Las guerras, un fenómeno intrínseco al Antropoceno, se han reiterado por razones que ya conocemos, robo de territorio y recursos, además de armas y mujeres.
Asociado esto a la presencia de religiones con dioses moralistas, autoritarios y castigadores, cuyo impulso al desarrollo de la humanidad han sido fundamentales, al estimular el gregarismo y la prosociabilidad a gran escala, según Purzycki y colaboradores de la Universidad de British Columbia.
Por tanto, religión y homicidio, se constituyen en una combinación letal.

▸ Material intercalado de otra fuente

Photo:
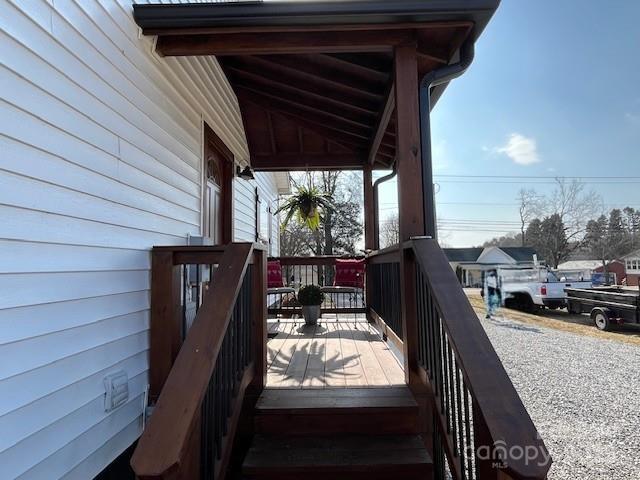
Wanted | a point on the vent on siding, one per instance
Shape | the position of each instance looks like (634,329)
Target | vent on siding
(117,390)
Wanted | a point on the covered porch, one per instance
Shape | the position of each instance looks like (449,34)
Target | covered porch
(321,86)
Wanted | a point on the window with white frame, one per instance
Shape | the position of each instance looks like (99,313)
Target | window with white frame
(633,265)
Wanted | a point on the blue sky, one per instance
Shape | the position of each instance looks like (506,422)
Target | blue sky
(554,91)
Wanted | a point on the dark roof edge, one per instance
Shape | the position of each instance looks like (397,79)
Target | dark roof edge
(289,13)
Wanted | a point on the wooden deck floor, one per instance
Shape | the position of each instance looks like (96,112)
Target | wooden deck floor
(333,354)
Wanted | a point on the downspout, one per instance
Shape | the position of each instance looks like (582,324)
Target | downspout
(432,79)
(376,223)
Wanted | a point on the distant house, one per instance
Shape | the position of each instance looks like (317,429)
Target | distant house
(632,268)
(470,263)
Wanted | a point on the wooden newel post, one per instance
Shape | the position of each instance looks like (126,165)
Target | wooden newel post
(259,311)
(487,466)
(165,336)
(369,230)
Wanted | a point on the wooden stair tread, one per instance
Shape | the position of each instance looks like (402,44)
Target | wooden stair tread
(304,401)
(357,453)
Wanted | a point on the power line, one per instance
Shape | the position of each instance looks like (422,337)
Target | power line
(539,182)
(552,177)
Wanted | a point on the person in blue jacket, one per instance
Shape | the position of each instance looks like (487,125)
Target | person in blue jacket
(492,294)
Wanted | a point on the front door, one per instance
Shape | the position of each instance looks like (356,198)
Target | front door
(218,203)
(213,213)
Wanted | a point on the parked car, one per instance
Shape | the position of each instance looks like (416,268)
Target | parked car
(530,289)
(607,305)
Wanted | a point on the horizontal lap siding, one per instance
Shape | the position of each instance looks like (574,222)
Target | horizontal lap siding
(100,159)
(245,212)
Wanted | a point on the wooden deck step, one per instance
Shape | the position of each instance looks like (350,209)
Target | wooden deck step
(349,457)
(343,411)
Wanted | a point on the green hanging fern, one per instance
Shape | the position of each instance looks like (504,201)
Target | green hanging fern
(308,205)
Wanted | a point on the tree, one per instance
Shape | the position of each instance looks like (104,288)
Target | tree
(608,239)
(553,242)
(534,233)
(632,224)
(574,208)
(530,206)
(617,235)
(340,227)
(390,231)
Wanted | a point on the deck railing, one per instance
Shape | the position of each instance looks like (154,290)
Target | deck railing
(317,270)
(481,427)
(191,430)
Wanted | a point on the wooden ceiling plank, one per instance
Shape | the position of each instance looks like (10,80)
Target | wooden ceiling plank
(298,161)
(242,78)
(382,123)
(357,69)
(287,64)
(324,67)
(327,29)
(221,44)
(333,91)
(346,139)
(313,114)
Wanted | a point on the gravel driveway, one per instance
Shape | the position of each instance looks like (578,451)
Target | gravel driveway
(582,393)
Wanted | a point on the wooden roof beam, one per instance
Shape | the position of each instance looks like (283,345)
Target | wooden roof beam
(332,90)
(221,44)
(312,114)
(382,123)
(333,70)
(301,117)
(286,90)
(307,161)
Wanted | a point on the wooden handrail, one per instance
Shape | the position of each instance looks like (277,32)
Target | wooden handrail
(315,260)
(500,414)
(386,255)
(164,445)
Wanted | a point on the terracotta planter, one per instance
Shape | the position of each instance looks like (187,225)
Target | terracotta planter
(311,313)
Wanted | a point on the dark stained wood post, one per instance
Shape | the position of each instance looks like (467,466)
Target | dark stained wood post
(369,213)
(486,464)
(259,309)
(165,336)
(410,203)
(369,228)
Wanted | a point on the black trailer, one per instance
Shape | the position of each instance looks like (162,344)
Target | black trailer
(607,305)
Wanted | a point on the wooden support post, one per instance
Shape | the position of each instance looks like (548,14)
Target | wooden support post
(487,467)
(165,337)
(369,213)
(370,241)
(259,309)
(410,203)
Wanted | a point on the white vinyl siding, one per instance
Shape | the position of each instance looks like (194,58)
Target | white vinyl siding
(245,211)
(100,159)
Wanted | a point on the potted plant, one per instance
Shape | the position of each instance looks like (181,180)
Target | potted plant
(310,297)
(307,204)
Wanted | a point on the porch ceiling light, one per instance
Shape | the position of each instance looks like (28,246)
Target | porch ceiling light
(245,174)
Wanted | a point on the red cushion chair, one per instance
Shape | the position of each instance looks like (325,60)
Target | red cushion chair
(274,274)
(349,273)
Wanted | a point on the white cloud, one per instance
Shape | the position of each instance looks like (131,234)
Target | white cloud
(522,150)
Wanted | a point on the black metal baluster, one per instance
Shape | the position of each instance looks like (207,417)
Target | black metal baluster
(467,421)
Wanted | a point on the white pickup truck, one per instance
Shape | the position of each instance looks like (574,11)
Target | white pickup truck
(530,289)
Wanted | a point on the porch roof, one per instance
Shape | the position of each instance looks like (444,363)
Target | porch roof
(314,80)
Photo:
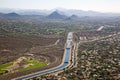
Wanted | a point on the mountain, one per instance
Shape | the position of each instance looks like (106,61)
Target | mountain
(56,15)
(12,15)
(73,17)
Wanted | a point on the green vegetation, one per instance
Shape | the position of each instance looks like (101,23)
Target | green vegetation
(3,66)
(35,64)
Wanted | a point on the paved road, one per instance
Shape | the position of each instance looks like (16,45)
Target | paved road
(64,64)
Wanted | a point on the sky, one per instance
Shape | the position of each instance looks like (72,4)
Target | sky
(95,5)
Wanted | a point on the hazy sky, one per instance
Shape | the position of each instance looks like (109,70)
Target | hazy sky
(96,5)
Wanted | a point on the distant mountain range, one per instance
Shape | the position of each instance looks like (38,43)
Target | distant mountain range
(57,13)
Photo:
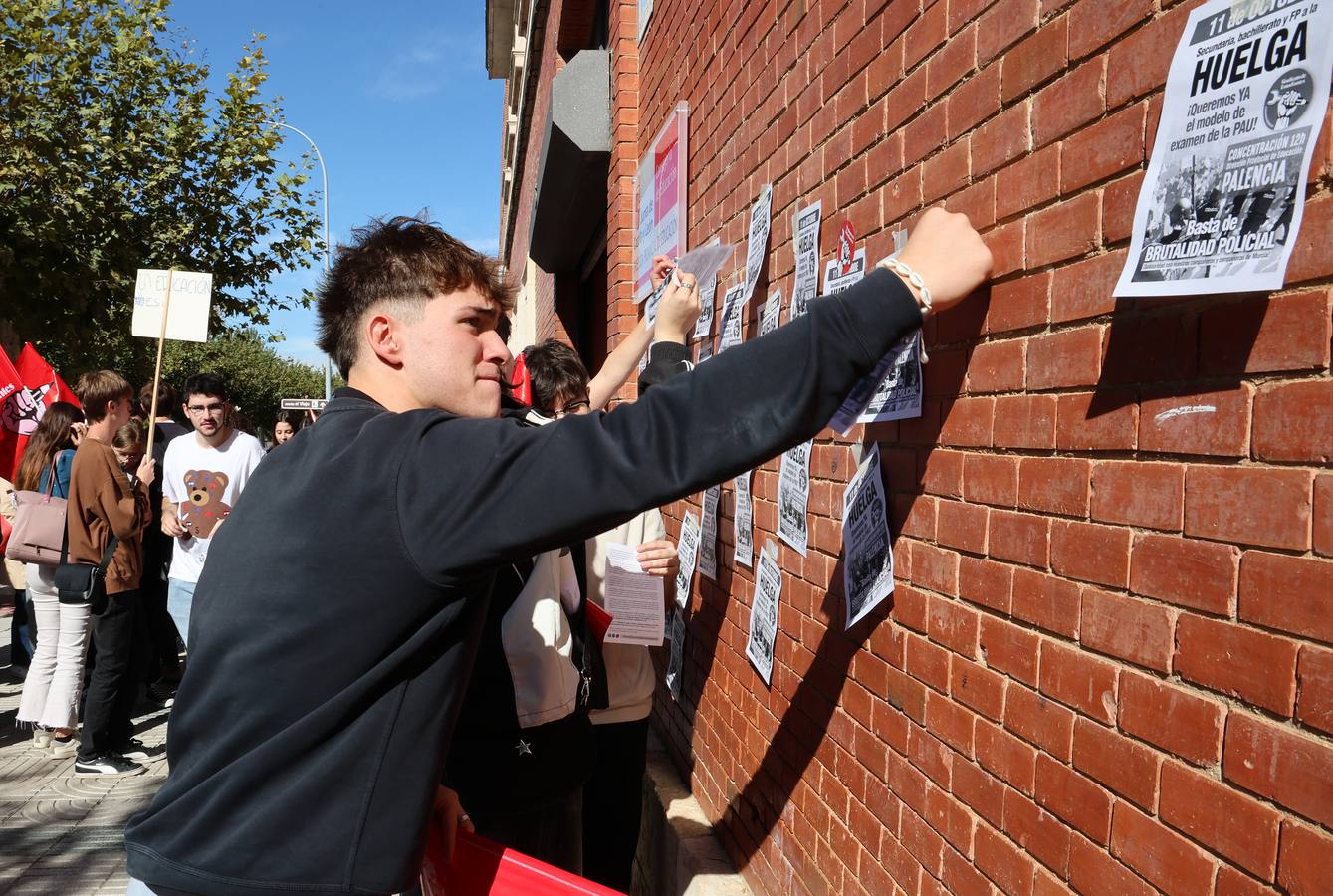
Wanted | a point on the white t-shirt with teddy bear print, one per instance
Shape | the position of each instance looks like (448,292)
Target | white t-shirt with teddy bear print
(203,483)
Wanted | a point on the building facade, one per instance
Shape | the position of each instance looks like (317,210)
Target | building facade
(1108,660)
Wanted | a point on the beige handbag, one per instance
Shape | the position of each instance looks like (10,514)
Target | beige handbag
(39,526)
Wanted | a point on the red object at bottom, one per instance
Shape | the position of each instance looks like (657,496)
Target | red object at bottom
(484,867)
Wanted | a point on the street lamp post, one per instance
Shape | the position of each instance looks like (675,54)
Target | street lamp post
(325,177)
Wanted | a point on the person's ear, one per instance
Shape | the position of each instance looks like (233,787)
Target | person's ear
(384,336)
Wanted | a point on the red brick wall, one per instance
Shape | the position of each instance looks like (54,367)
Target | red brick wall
(1109,659)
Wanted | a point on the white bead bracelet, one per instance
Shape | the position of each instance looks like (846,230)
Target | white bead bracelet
(913,278)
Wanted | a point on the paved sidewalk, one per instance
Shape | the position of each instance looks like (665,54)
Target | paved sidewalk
(63,835)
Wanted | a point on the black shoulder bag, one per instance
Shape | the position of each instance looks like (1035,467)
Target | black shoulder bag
(82,582)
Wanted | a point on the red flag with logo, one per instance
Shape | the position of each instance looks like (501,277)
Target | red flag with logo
(26,392)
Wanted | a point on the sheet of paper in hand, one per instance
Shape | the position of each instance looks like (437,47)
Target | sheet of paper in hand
(743,518)
(707,296)
(793,494)
(687,553)
(633,599)
(730,327)
(706,262)
(806,258)
(756,247)
(676,661)
(867,551)
(1223,193)
(763,631)
(772,314)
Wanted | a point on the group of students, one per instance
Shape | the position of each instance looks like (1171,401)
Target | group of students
(424,652)
(149,530)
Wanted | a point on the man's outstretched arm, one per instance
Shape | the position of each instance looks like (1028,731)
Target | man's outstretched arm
(476,492)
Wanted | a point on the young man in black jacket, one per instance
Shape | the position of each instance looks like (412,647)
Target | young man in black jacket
(308,734)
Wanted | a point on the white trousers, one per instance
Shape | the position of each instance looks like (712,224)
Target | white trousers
(55,676)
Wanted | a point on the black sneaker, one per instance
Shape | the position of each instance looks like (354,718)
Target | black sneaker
(137,751)
(107,766)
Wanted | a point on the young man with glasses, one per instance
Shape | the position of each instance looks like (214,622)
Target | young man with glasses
(201,478)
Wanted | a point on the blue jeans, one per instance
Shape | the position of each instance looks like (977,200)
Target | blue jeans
(180,597)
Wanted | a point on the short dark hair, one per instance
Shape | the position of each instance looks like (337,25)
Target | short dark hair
(556,373)
(401,260)
(208,384)
(165,399)
(97,389)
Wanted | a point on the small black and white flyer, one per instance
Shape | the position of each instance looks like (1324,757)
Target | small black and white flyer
(867,551)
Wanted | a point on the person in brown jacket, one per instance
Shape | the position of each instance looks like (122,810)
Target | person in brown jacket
(105,502)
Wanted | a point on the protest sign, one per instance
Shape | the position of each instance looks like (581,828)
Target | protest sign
(687,553)
(676,661)
(771,317)
(836,282)
(743,519)
(756,248)
(867,551)
(763,627)
(806,258)
(793,494)
(708,534)
(1223,192)
(731,327)
(660,192)
(169,305)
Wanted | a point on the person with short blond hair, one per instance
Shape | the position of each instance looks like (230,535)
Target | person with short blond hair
(105,504)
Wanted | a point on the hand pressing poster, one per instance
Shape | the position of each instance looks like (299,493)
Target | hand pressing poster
(763,631)
(806,258)
(687,553)
(1223,193)
(867,551)
(756,248)
(743,516)
(793,494)
(708,534)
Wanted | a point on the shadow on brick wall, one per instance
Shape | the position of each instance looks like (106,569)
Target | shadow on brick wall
(1175,348)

La estructura mental del ser humano es tan compleja y se encuentra sujeta a una variedad de estímulos externos tan heterogénea, que Buss reconoce que hablar del homicidio como una respuesta adaptativa, plausible el amparo de la lógica evolutiva, es válido únicamente bajo circunstancias determinadas.
Factores como la crianza, el entorno social, rasgos de la personalidad acentuados e incluso consideraciones de tipo neurológico juegan un papel fundamental, tanto en la activación de una respuesta homicida adaptativa como en la inhibición de la misma. No obstante, también existe un elemento que unge como fuerte agente regulador y que podría, incluso, explicar por qué algunas personas recurren a patrones de conducta violenta no letal y no al homicidio per sé: el temor al castigo.
La teoría de Buss no debe ser interpretada como un argumento favorable al homicidio, sino como un enfoque, desde el prisma de la psicología evolutiva, que busca explicar los cimientos de la conducta violenta en el hombre. Los mitos que difunden la creencia en un pasado y naturaleza humana pacíficos, al igual que los alegatos que definen el homicidio como uno de los males de la época moderna, no ayudan —en opinión de Buss— al desarrollo de ambientes de prevención, sino que contribuyen a la formación de esquemas morales peligrosos que dificultan el estudio de una de las facetas más arraigadas a la especie humana, impidiendo, así, llegar a una comprensión profunda de sus circuitos psicológicos.